The Intel Xeon 5670: Six Improved Cores
by Johan De Gelas on March 16, 2010 3:39 PM EST- Posted in
- IT Computing
The new Xeon “Westmere” 5600 series, has arrived. Basically an improved 32nm version of the impressive Xeon 5500 series “Nehalem” CPU. The new Xeon won’t make a big splash like the Xeon 5500 series did back in March 2009. But who cares? Each core in the Xeon 5600 is a bit faster than the already excellent performing older brother, and you get an extra bonus. You choose: in the same power envelope you get two extra cores or 5-10% higher clockspeed. Or if you keep the number of cores and clockspeed constant, you can get lower power consumption. The most thrifty quadcore Xeon is now specced at a 40W TDP instead of 60W.

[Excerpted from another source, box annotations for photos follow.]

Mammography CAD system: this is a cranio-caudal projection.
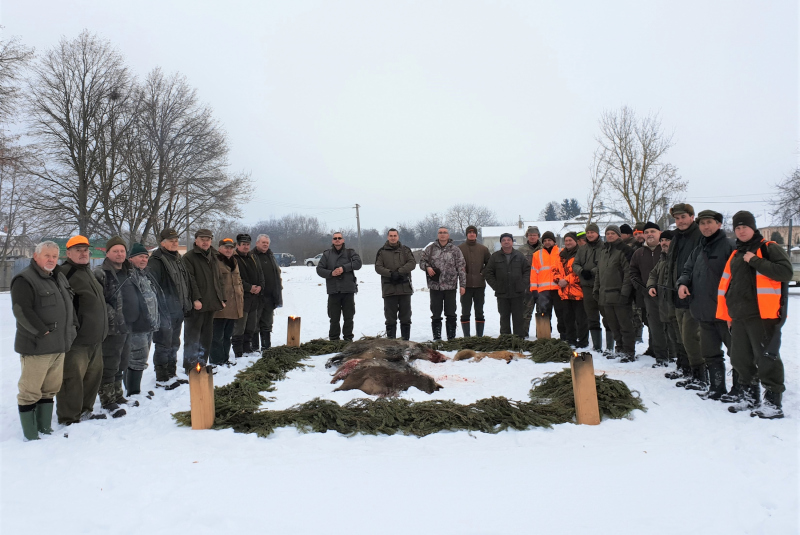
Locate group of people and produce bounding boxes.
[11,229,282,440]
[11,203,793,440]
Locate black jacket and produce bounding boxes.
[11,260,77,355]
[56,260,108,346]
[483,249,531,299]
[317,245,361,294]
[667,221,703,308]
[676,229,733,321]
[233,250,264,312]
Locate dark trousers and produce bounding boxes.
[699,320,731,365]
[497,295,525,336]
[56,344,103,424]
[211,318,238,364]
[183,309,214,368]
[644,296,670,361]
[556,299,589,347]
[102,333,131,384]
[383,295,411,327]
[328,293,356,340]
[461,287,486,323]
[731,318,786,393]
[603,304,636,355]
[153,314,183,366]
[430,290,458,327]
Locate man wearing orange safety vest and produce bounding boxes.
[717,211,792,419]
[531,230,566,338]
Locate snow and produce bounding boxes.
[0,266,800,535]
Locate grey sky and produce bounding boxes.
[0,0,798,232]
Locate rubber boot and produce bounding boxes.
[445,318,456,340]
[261,331,272,351]
[589,329,603,351]
[400,323,411,340]
[728,383,761,414]
[18,403,39,440]
[33,398,53,435]
[750,390,783,420]
[697,360,728,401]
[125,368,144,396]
[386,323,397,340]
[432,321,442,341]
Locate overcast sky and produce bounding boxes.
[0,0,800,232]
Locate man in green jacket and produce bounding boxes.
[458,225,491,337]
[183,229,225,375]
[375,228,417,340]
[56,236,108,425]
[11,241,76,440]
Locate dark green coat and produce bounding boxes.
[56,260,108,346]
[11,260,77,355]
[594,240,633,306]
[375,240,417,297]
[483,249,531,299]
[183,245,225,312]
[572,238,603,293]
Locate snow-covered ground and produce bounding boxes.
[0,266,800,535]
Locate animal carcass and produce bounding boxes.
[325,338,447,396]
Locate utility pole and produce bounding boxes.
[355,203,364,262]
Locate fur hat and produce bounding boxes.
[128,243,148,258]
[733,210,758,232]
[106,236,128,252]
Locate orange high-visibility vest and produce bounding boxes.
[717,241,781,321]
[553,256,583,301]
[531,245,561,292]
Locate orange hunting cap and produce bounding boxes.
[67,234,89,249]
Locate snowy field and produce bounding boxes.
[0,266,800,535]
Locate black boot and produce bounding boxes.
[445,318,456,340]
[719,370,742,403]
[728,383,761,414]
[125,368,144,396]
[386,323,397,340]
[400,323,411,340]
[432,321,442,341]
[461,321,470,338]
[261,331,272,351]
[752,390,783,420]
[697,361,728,401]
[589,329,603,351]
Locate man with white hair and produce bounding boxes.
[11,241,77,440]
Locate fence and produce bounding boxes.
[0,258,105,292]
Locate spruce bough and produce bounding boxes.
[173,335,647,437]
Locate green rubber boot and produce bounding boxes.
[34,398,53,435]
[19,404,39,440]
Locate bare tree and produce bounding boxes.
[589,106,687,222]
[772,169,800,222]
[27,30,135,235]
[444,203,498,234]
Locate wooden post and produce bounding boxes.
[286,316,300,347]
[534,314,550,340]
[189,364,214,429]
[570,352,600,425]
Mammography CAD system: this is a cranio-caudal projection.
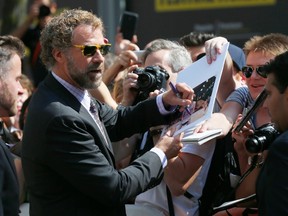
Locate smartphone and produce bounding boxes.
[120,11,139,41]
[133,50,145,63]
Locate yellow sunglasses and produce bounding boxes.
[73,44,111,56]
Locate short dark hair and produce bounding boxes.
[0,35,25,77]
[264,50,288,94]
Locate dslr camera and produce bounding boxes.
[133,66,170,104]
[245,123,279,153]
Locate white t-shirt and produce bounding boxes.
[134,140,216,216]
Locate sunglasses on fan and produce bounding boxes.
[73,44,111,56]
[242,66,267,78]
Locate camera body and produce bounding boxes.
[133,66,170,104]
[245,123,279,153]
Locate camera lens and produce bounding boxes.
[245,123,279,153]
[137,73,156,90]
[245,136,268,153]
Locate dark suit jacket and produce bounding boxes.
[0,138,19,216]
[22,74,171,216]
[256,131,288,216]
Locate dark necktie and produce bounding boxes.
[89,98,108,145]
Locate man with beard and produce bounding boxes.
[0,36,24,216]
[22,9,193,216]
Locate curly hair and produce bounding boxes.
[40,9,104,69]
[243,33,288,56]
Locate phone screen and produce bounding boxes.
[120,11,138,41]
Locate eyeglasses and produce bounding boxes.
[73,44,111,56]
[242,66,267,78]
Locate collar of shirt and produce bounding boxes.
[52,71,91,111]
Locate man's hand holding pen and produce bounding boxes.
[162,83,194,112]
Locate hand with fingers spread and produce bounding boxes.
[102,43,139,85]
[114,28,138,55]
[205,37,228,64]
[162,83,194,112]
[155,129,183,160]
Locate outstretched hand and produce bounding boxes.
[155,129,184,160]
[162,83,194,112]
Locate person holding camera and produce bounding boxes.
[10,0,57,88]
[256,49,288,216]
[199,33,288,215]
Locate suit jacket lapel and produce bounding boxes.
[45,73,113,157]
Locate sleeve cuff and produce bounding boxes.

The Westmere Die: an enlarged Nehalem. Trivia: Notice the unused space on the top left
Intel promises up to 40% better performance or up to 30% lower power. The Xeon 5600 can use the same servers and motherboards at the Xeon 5500 after a BIOS update, making the latter almost redundant. Promising, but nothing beats some robust independent benchmarking to check the claims.
So we plugged the Westmere EP CPUs in our ASUS server and started to work on a new Server CPU comparison. Only one real problem: our two Xeon X5670 together are good for 12 cores and 24 simultaneous threads. Few applications can cope with that, so we shifted our focus even more towards virtualization. We added Hyper-V to our benchmark suite, hopefully an answer to the suggestion that we should concentrate on other virtualization platforms than VMware. For those of you looking for Opensource benchmarks, we will follow up with those in April.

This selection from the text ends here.